Cases considered: Karaha Bodas Company, L.L.C. v. Perusahaan Pertambangan Minyak Dan Gas Bumi Negara, 2010 ABQB 172 and Flock v. Beattie, 2010 ABQB 193

PDF version: Arbitration for the Quick and Final Resolution of Disputes? Hardly.

At first glance, these two cases have almost nothing in common. One concerns a multimillion dollar Indonesian geothermal energy project dispute. The other involves a matrimonial property dispute following a marriage breakdown in Alberta. What they have in common is that both of them are cautionary tales for arbitration – tales of slow, expensive processes that include numerous court applications. The dispute in the former case arose in 1998 and notice of arbitration was given that same year. The dispute in the latter case arose in 1999, and the parties agreed to arbitrate in 2002. Yet we have two 2010 court decisions arising out of those arbitrations. What went wrong?

Karaha Bodas Company, L.L.C. v. Perusahaan Pertambangan Minyak Dan Gas Bumi Negara

I have written about Karaha Bodas Company, L.L.C. v. Perusahaan Pertambangan Minyak Dan Gas Bumi Negara (KBC) before, in a post entitled Moot Case Continues to Wind its Way Through Alberta Courts, which is a comment on Karaha Bodas Company, L.L.C. v. Perusahaan Pertambangan Minyak Dan Gas Bumi Negara, 2007 ABQB 616. The facts are summarized in narrative form in my earlier post and in outline form in the five-page Schedule A to Justice Terrance D. Clackson’s 2010 decision. Nevertheless, a brief recounting is necessary in this post in order to substantiate my “slow, expensive process” point.

The KBC case has been litigated extensively since an award under the Arbitration Rules of the United Nations Commission on International Trade Law (UNCITRAL) was handed down in December 2000. That award found that Pertamina (an oil and gas company owned and controlled by the Republic of Indonesia) and PLN (the Indonesian state electric utility) had breached their agreements with KBC (a Cayman Islands limited liability company owned by American power companies and other investors) to explore and develop certain Indonesian geothermal energy sites and buy the electricity generated.
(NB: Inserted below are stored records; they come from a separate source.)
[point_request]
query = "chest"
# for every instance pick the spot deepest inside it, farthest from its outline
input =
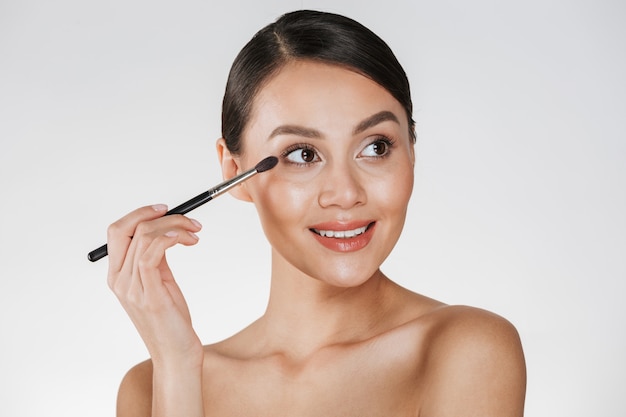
(361, 382)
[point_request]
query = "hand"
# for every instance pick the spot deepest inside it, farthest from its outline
(143, 282)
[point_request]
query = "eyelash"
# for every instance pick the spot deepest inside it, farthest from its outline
(389, 143)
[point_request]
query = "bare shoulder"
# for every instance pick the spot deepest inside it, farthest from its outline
(135, 394)
(475, 365)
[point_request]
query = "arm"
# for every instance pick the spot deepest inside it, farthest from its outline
(171, 383)
(477, 367)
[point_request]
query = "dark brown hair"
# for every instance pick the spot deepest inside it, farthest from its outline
(308, 35)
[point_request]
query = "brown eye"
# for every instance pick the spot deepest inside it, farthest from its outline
(307, 155)
(378, 148)
(301, 155)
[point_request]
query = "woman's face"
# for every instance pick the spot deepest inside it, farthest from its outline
(334, 206)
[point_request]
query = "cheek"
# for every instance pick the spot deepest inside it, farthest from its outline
(283, 202)
(394, 195)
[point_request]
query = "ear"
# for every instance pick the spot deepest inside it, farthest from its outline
(230, 168)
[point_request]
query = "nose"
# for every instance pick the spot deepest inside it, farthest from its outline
(342, 187)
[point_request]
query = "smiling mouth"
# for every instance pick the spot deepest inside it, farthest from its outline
(342, 234)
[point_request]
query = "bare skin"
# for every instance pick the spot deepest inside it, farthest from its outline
(338, 337)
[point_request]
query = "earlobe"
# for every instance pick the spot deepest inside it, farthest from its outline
(230, 168)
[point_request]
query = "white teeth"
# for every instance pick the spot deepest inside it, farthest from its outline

The two state companies were required to pay more than US$261 million in total. The problem has been collecting the award. KBC sought to confirm and enforce the award in the United States, Hong Kong, Singapore, and Alberta and, as Justice Clackson put it (at para. 2), “the parties have been battling around the world.”

In these various jurisdictions and over the past ten years, Pertamina and PLN have been seeking to have the award and any court judgments based upon it set aside or annulled on the basis of fraud. The alleged fraud has been said to involve exaggerating geothermal potential, failing to disclose a political risk insurance policy, and covering up information that a prospective purchaser of KBC’s interest had discounted KBC’s estimates of the extent and nature of the resource. Fraud has to be alleged by Pertamina and PLN because enforcement of an award obtained by fraud is one of only seven defenses to the enforcement of foreign arbitral awards in Article V of the Convention on the Recognition and Enforcement of Foreign Arbitral Awards (the “New York Convention”), namely, that “recognition or enforcement of the award would be contrary to the public policy of the country where enforcement is sought” (Article V.2.(b)).
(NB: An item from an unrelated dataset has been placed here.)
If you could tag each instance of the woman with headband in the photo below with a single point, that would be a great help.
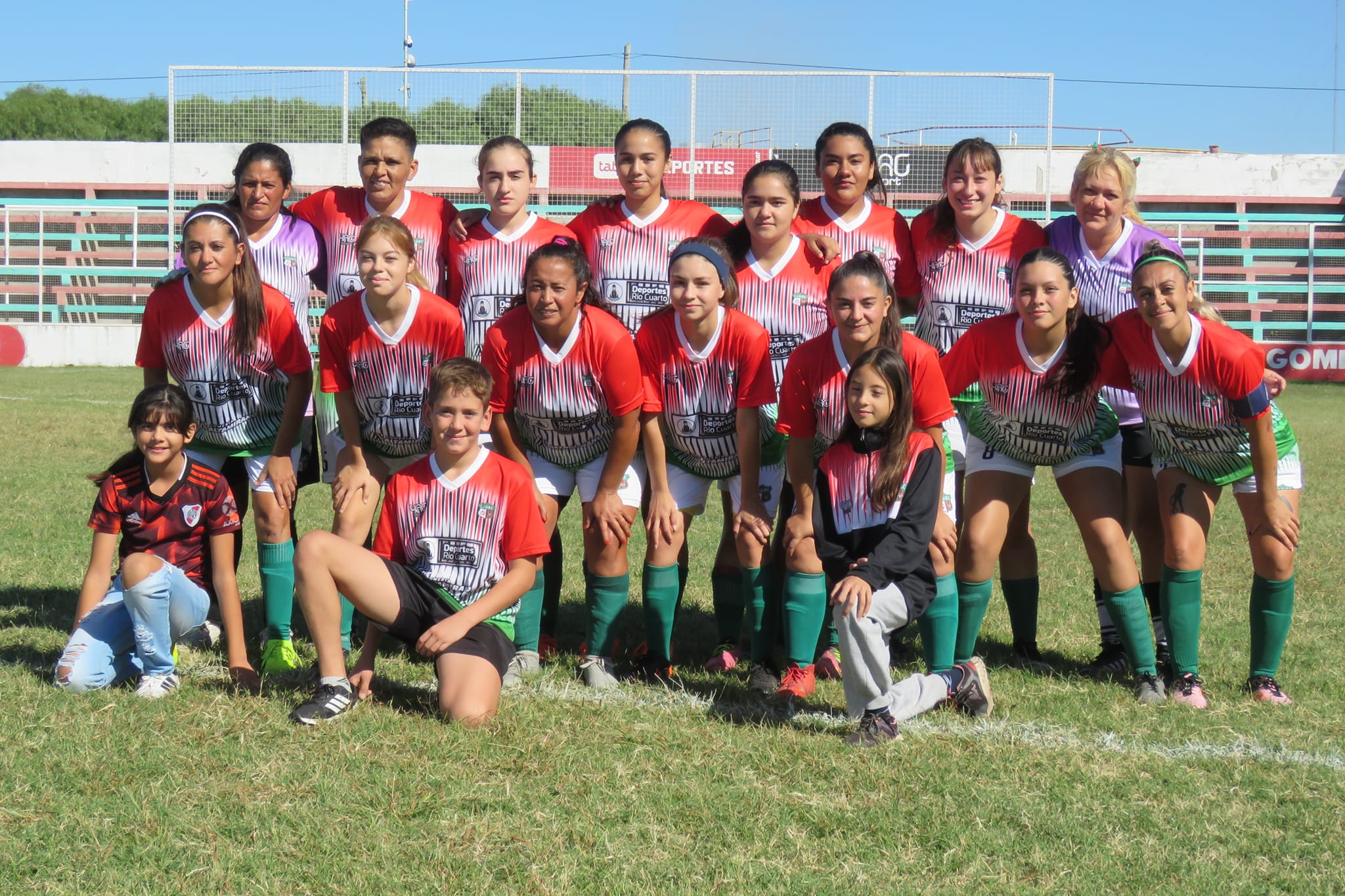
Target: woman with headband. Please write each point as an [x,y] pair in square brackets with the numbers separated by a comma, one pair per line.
[233,344]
KBC’s Statement of Claim seeking to confirm and enforce the arbitral award in Alberta was filed in August 2002. Master Breitkreuz granted summary judgment for the recognition and enforcement of the award in December 2004, a judgment Pertamina appealed. That appeal lay dormant until 2006. By December 2006, Pertamina and PLN had exhausted all avenues of appeal in the United States and the arbitral award was paid in full by money which had been seized from bank accounts in the United States.

As a result of the arbitral award being paid in full, KBC applied to have the appeal of Pertamina and PLN of Master Breitkreuz’s 2004 judgment dismissed on the basis of moot-ness. However, despite having “paid” the full amount of the award, Pertamina and PLN wanted to proceed with their appeal and posted approximately $70,000 as security for costs for the appeal. In January 2007, then Chief Justice Allan Wachowich directed that the issue of whether Pertamina’s appeal was moot should be heard first, before the merits of the case were scheduled for hearing. The October 2007 decision by Justice Graesser – the decision which is the basis of my earlier post – dealt only with the issue of moot-ness. Justice Graesser held that, with the exception of the issue of costs, there were no live issues, legal or practical, which might be affected by the appeal. Nevertheless, he decided that the appeal should proceed because success by Pertamina and PLN on the appeal would reverse the orders for costs made in the courts below.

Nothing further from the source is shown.